Hannah Arendt, “Il lavoro”, Vita activa. La condizione umana, 1958
Si dice spesso che viviamo in una società di consumatori e poiché, come abbiamo visto, lavoro e consumo non sono che due fasi dello stesso processo, imposte all’uomo dalla necessità della vita, questo è solo un altro modo per dire che viviamo in una società di lavoratori. Essa non è scaturita dall’emancipazione delle classi lavoratrici, ma dalla stessa emancipazione dell’attività lavorativa, che precedette di secoli l’emancipazione politica dei lavoratori. Il punto non è che per la prima volta nella storia i lavoratori furono ammessi nella sfera pubblica e vi ottennero uguali diritti, ma che si sia quasi riusciti a livellare tutte le attività umane a quel comun denominatore che consiste nell’assicurare le cose necessarie alla vita e nel provvedere alla loro abbondanza. Qualsiasi cosa facciamo, si suppone fatta per “guadagnarci da vivere”; tale è il verdetto della società e il numero delle persone, specialmente nelle professioni, che potrebbe contestarlo, è diminuito rapidamente. La sola eccezione che la società desidera proteggere è l’artista, che, rigorosamente parlando, è il solo “creatore di opere” rimasto in una società di lavoratori.

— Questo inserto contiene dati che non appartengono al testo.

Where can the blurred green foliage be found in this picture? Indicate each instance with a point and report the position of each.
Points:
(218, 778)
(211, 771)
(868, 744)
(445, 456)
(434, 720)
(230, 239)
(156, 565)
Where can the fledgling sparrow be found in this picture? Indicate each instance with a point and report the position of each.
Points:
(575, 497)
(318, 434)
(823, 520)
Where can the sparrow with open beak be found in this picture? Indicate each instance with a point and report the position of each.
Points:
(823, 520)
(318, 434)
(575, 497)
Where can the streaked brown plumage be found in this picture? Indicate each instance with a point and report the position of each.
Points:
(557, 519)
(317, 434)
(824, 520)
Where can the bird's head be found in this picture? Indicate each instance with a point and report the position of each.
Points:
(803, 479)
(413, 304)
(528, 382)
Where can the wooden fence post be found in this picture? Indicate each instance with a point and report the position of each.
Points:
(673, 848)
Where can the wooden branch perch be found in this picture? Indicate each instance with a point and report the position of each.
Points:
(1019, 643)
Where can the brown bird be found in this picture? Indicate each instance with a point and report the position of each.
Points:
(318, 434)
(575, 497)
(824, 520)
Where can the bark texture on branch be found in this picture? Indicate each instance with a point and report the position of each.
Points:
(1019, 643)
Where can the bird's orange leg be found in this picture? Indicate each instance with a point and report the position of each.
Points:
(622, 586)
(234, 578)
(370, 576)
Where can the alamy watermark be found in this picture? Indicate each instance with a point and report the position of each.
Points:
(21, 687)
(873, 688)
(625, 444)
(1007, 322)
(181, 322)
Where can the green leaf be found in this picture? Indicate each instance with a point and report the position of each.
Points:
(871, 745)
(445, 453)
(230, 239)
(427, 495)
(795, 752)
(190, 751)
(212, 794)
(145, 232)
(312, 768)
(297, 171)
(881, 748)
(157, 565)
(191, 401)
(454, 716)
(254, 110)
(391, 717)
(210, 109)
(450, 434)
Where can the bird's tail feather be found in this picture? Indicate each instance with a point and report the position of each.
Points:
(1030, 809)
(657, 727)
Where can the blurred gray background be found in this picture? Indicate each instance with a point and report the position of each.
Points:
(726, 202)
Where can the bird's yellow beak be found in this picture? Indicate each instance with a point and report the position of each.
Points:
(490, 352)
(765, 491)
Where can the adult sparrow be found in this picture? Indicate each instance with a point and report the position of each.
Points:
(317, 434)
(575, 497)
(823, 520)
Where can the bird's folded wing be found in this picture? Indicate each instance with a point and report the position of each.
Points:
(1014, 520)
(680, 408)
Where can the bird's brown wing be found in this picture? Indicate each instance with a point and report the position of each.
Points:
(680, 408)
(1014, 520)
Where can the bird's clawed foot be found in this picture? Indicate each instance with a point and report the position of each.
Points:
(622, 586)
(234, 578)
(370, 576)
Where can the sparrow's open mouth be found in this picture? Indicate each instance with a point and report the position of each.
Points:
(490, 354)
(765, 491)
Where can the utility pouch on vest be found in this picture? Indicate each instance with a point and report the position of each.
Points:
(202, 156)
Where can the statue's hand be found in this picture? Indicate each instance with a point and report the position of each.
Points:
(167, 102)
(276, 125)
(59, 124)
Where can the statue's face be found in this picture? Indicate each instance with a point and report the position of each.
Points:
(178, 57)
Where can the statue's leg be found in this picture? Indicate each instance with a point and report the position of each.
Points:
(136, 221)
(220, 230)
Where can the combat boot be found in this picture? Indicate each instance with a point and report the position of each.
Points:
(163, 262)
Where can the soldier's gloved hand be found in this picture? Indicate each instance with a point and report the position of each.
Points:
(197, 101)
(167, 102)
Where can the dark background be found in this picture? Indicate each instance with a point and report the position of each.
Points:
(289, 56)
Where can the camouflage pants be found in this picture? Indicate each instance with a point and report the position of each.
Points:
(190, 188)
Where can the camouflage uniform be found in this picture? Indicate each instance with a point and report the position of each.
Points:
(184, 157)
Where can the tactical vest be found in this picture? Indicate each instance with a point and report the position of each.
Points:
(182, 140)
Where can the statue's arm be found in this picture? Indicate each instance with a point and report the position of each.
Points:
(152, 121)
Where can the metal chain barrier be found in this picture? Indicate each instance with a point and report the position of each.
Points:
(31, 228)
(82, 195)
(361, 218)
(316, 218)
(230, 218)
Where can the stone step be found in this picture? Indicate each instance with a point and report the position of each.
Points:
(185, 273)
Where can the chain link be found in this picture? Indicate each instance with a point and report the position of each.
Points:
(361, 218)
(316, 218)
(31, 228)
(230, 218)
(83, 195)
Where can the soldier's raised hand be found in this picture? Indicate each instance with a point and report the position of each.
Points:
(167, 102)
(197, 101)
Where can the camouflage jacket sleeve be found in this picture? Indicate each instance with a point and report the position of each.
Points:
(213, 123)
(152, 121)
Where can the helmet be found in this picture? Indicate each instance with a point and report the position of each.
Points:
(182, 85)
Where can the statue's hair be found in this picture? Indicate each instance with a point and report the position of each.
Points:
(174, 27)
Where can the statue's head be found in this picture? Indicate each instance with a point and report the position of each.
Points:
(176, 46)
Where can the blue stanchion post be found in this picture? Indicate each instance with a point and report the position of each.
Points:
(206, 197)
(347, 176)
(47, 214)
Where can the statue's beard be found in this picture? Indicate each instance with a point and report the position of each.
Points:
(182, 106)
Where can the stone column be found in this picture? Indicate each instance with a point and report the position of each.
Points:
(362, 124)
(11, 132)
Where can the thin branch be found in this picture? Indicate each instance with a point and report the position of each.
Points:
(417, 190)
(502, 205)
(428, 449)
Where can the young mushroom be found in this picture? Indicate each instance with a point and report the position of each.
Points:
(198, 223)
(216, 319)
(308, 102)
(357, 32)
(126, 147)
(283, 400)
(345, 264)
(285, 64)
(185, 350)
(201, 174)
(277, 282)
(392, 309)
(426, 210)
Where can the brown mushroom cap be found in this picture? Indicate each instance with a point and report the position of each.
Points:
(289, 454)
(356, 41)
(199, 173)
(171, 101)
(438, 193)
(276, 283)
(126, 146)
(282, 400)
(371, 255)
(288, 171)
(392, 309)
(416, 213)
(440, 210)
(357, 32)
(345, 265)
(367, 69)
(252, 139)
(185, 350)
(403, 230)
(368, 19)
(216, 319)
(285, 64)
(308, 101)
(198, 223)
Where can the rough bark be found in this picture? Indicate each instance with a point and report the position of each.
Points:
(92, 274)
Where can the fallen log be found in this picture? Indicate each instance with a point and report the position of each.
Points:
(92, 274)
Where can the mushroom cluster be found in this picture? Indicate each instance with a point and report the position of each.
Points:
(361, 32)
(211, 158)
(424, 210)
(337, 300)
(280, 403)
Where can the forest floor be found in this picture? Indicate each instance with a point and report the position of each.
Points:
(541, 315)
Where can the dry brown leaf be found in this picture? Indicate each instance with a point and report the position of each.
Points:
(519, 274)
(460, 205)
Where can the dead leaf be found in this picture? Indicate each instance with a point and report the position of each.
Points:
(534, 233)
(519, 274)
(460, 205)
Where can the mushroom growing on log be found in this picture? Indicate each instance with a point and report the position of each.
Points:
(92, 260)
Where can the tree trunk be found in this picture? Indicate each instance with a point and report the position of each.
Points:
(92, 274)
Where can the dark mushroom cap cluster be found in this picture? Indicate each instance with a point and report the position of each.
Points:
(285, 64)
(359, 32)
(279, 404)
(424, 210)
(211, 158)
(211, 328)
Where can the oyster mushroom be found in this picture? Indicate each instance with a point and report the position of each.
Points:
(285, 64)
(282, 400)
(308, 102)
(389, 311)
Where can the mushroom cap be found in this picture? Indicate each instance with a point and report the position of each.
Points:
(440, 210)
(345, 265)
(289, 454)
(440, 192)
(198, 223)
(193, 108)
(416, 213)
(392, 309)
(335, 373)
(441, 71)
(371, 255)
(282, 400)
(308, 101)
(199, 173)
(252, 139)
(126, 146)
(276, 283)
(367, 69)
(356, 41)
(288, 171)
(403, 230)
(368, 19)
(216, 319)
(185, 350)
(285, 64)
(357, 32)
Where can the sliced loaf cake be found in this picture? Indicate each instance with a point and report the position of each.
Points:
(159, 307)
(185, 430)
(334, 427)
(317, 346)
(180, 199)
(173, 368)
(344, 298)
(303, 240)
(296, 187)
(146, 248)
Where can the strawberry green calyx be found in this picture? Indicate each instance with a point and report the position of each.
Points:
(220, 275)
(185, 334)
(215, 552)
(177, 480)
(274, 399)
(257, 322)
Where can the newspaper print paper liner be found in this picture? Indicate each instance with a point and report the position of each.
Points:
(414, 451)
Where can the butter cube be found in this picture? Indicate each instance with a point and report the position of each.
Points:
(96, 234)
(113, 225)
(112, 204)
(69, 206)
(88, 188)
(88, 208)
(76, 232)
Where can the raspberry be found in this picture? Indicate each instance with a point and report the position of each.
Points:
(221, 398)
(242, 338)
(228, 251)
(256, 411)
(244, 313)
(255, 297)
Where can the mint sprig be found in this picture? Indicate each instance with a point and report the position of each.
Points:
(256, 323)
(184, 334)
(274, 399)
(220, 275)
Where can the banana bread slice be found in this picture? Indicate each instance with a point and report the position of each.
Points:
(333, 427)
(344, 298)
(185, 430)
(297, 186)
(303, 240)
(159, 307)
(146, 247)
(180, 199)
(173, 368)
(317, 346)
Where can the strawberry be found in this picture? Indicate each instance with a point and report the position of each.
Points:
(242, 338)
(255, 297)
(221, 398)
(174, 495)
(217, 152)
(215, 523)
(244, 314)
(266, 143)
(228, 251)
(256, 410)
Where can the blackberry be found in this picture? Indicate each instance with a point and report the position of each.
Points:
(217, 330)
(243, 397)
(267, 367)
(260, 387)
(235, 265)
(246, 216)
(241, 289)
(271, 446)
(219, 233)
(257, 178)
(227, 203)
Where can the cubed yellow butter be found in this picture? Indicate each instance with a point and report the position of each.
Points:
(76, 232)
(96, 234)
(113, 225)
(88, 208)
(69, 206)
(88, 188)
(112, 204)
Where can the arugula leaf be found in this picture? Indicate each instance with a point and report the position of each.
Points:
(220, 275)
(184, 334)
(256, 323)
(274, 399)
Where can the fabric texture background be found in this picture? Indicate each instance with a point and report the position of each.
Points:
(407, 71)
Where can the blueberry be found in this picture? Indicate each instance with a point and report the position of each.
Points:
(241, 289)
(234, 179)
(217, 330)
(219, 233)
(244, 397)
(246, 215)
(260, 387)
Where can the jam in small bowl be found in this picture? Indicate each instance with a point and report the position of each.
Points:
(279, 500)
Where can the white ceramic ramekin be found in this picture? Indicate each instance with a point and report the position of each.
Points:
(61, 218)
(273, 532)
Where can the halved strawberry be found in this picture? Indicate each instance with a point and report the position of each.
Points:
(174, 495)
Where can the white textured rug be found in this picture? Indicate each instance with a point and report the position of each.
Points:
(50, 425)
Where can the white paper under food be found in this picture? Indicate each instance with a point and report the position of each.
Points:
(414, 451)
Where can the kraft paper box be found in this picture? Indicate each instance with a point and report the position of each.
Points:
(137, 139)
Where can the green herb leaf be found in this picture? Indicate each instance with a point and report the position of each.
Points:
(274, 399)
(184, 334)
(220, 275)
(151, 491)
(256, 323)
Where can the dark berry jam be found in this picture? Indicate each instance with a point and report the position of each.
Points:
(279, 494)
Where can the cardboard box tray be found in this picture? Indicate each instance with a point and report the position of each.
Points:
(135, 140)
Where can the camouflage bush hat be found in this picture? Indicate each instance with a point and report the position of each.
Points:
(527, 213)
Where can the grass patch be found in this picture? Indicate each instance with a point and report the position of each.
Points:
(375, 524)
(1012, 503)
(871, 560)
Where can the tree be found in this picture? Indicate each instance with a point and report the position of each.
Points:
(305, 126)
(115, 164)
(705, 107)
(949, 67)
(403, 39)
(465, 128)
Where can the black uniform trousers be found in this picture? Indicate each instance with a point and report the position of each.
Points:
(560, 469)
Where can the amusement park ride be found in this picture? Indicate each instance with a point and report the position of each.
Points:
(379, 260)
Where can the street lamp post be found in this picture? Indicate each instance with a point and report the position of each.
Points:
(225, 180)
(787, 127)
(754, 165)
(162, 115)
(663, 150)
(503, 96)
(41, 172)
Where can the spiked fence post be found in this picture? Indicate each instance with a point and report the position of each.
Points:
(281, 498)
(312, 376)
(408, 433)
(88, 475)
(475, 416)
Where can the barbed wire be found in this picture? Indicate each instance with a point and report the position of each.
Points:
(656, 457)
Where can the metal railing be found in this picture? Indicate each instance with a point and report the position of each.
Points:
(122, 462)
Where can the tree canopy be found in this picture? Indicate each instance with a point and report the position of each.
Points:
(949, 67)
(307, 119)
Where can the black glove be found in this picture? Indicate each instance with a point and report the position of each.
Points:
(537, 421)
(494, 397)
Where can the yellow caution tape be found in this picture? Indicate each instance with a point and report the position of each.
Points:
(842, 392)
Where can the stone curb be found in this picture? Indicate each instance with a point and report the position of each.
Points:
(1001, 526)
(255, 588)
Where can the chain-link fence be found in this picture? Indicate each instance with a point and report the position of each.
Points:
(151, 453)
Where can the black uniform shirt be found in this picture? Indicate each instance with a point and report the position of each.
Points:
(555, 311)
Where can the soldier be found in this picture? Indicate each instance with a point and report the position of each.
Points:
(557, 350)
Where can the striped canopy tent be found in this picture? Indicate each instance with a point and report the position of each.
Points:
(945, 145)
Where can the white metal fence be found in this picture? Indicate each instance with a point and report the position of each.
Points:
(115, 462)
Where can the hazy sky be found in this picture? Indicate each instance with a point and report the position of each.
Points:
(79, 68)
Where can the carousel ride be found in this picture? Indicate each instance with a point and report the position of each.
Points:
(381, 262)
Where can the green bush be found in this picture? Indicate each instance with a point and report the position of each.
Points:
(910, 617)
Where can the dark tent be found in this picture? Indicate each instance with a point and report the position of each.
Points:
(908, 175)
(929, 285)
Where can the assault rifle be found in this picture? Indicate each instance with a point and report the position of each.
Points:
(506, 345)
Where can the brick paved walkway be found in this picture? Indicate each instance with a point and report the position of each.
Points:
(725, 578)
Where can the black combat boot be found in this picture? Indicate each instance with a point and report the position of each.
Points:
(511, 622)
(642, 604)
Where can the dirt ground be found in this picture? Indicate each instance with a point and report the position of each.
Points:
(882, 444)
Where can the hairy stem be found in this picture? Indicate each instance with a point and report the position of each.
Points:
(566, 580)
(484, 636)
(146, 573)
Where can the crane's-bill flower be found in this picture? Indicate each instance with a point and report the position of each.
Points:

La stessa tendenza ad abbassare e livellare tutte le attività serie al livello del “guadagnarsi la vita” è presente nelle odierne teorie del lavoro, che quasi unanimemente definiscono il lavoro come l’opposto del gioco. Di conseguenza, tutte le attività serie, senza riguardo ai loro frutti, sono chiamate lavoro e ogni attività che non sia necessaria né per la vita dell’individuo né per il processo vitale della società è compresa nel gioco. In queste teorie, che echeggiano in termini teorici, rendono più drastiche, e portano all’estremo le valutazioni correnti in una società dominata dal lavoro, nemmeno l’«opera» dell’artista è preservata; essa è dissolta in gioco e ha perduto il suo significato per il mondo. Il carattere ludico dell’attività dell’artista è supposto assolvere la stessa funzione, nel processo vitale lavorativo della società, del gioco del tennis o di un hobby nella vita dell’individuo. L’emancipazione del lavoro non ha dato luogo all’eguaglianza di questa attività con le altre della “vita activa”, ma al suo quasi indiscusso predominio. Dal punto di vista del “lavorare per vivere”, ogni attività non connessa al lavoro diventa un hobby.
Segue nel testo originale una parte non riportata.